U.S. Oil Shale

Steve Herron
October 24, 2010

Submitted as coursework for Physics 240, Stanford University, Fall 2010

Conventional oil production will peak and decline until reserves are exhausted within the next several decades. In an effort to secure fuel resources for the future once conventional sources have been depleted, we are continuing to look into the wide reserves of oil shale. This article will give a brief overview of oil shale and extraction technologies with examples of pilot plants in the United States, and comment on the viability of the technology.

Oil shale refers to a sedimentary rock formation rich in non-soluble organic matter called kerogen, which can be processed into gaseous and liquid hydrocarbons. Like petroleum deposits, kerogen is derived from the decomposition of various plants but has not been exposed to significant pressure and heat for a period of time for conversion into liquid hydrocarbons.
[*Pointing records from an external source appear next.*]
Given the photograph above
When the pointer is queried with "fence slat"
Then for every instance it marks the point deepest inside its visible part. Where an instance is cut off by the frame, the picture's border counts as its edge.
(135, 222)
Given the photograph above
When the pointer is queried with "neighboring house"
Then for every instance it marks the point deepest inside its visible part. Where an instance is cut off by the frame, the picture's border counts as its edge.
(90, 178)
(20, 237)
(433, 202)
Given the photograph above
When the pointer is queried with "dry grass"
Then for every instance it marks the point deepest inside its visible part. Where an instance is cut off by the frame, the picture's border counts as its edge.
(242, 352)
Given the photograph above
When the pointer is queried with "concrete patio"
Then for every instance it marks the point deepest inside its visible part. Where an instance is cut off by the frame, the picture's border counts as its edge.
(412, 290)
This conversion can be achieved using pyrolysis, the heating of hydrocarbons in an anoxic environment to produce gaseous and liquid hydrocarbons known as "shale oil" and coke, a solid carbonaceous material.

Global reserves of oil shale are large enough to produce an estimated 3.2 trillion barrels of shale oil. [1] In comparison, the total world reserves of conventional oil, as of 2009, are 1.3 trillion barrels. [2] In the United States alone (Mainly in the Green River Basin encompassing Colorado, Utah, and Wyoming), some estimates claim there are over 2.8 trillion barrels and 1.5 trillion in the Piceance Basin in Colorado, alone. [3,4] One and a half trillion barrels of oil is enough to supply the United States for 220 years at its current rate of consumption. [2]

However, unlike conventional oil, oil shale is very difficult to extract and process. As a solid, oil shale does not flow at native temperatures, and the useful kerogen must also be separated from the clay deposits. Additionally, the content and composition of kerogen can vary significantly between deposits. The carbon, oxygen, and hydrogen percent compositions determine the fraction of usable liquid and gaseous hydrocarbons that can be produced, and the Fischer Assay quantifies the overall amount of oil that can be produced per amount of oil shale. Furthermore, pyrolysis requires significant energy input, which diminishes the overall energy returns.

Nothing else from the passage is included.